Perhaps Palmer is best known for guitars that seem to have risen from the essence of the desert. Tung oil is rubbed into heavily spalted wood, strewn with contrasting lines and patterns. Palmer’s rafters are stacked with Honduran mahogany and Canadian figured maple, which he joins to form a guitar’s body that is later routed into shape.

Inlaid turquoise is fitted onto fretboards, and rounded stones are artfully placed into volume and tuning knobs. Branded into a guitar’s back: burned images of desert animals such as ravens, rabbits, roadrunners, or tortoises. The guitars, which take as long as two months to build, sell for $3,000 to $5,000.

An inlaid 111 Guitars logo (inspired by California State Route 111, commonly known by locals as one-11) is placed on headstocks, which Palmer shapes into silhouettes of the Santa Rosa Mountains. Three palm trees are burned into a headstock’s back. Palmer considers the triple digits  positive numbers — primarily representing the trio of himself, his wife, Heather, and his yoga teacher, Ann Marie Palma, whom he regards as a sister. Palmer says Palma’s daily Bikram yoga classes have “changed my life forever, mentally and spiritually.”

It was Heather who told Palmer his future lay beyond being a top salesman at Desert Lexus. “She told me to quit my job,” says Palmer, who was inspired to name his repair business The Guitar E.R. because of Heather’s job as an emergency room physician assistant.

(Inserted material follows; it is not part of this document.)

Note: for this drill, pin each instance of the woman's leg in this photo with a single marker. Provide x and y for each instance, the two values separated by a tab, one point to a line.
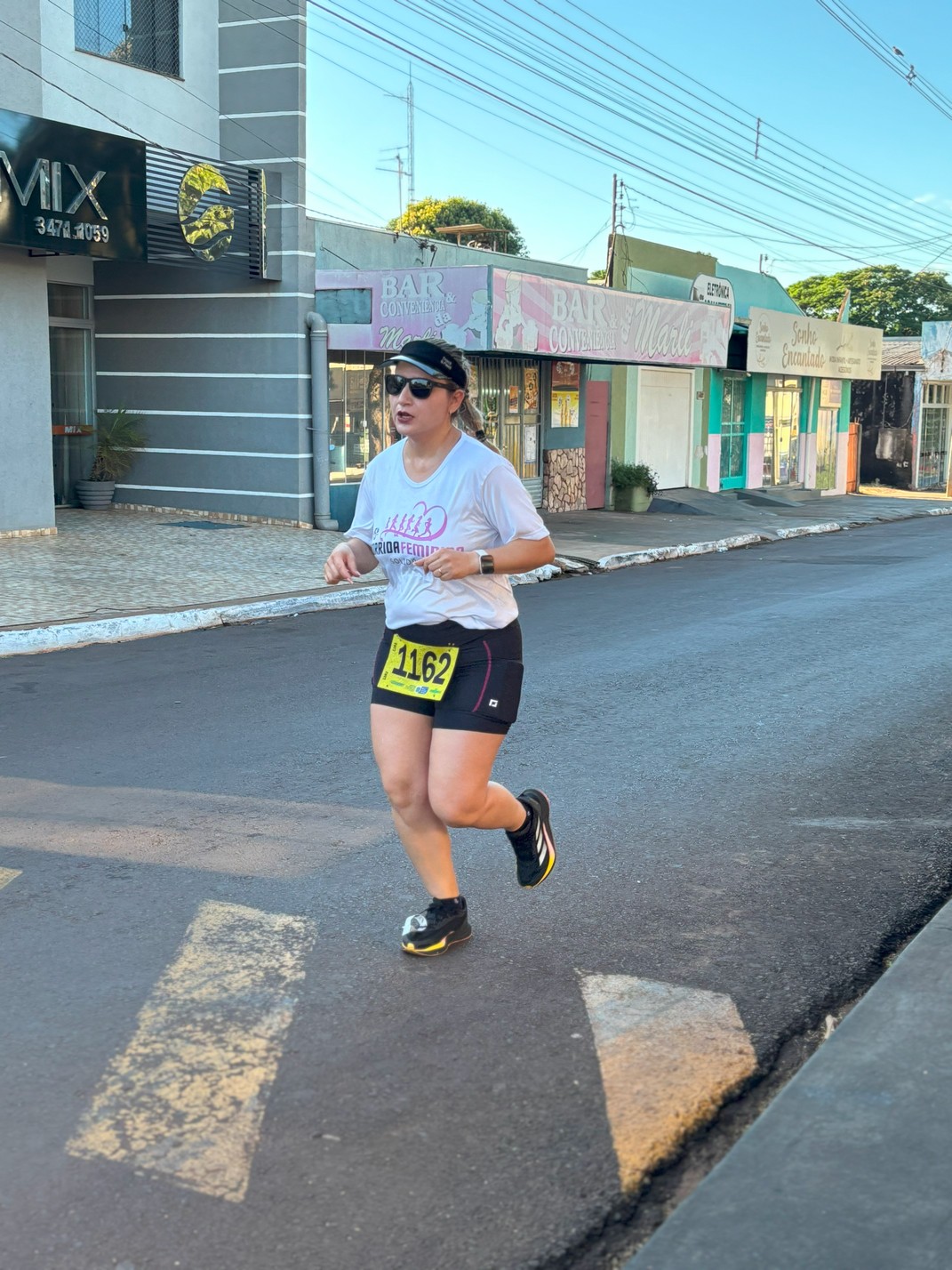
401	745
460	788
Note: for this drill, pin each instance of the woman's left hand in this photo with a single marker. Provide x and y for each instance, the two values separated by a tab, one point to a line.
447	564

“Teachers at five of the schools told me I should not be in this business. They said I was too dumb. When someone says that you can’t do something, and your heart says that you can — well, I had to prove a lot of people wrong.”

Palmer’s greatest influence has been his mentor Uli Jon Roth, a German guitarist and pioneer in the neoclassical metal genre. In 2006, Palmer attended his first Roth Sky Academy (he’s been to eight of them), a five-day seminar that takes a holistic approach to music appreciation.

“I got to work with Uli, set up the stage, string his guitar, and make sure he got his Red Bull for the night,” says Palmer, who’s also toured with Roth as his guitar technician.  “Uli really built up my confidence as I kept educating myself. He’s encouraging and transparent; the coolest guy you’ll ever meet.”

In Palmer’s garage, his shop dog Cooper —an American Eskimo breed named after Alice Cooper — snoozes in a corner, oblivious that  the shop is noisy with the roar of the table saw and other machines that dominate the space along with freshly cut maple and mahogany.

Palmer bristles when discussing factory-built guitars that use plastic instead of bone for nuts atop fretboards. “Guitars are people’s babies,” says Palmer, dressed more than appropriately in a ZZ Top T-shirt. This is one guitar maker who will never cut a corner. “Tone gets sacrificed.”

Mike Pygmie, a guitarist for Mondo Generator, who has placed a custom-built order, agrees: “He treats my guitar as if it were his. He’ll fix it, and then fix things that you didn’t even know were wrong. He treats my instrument better than I do.”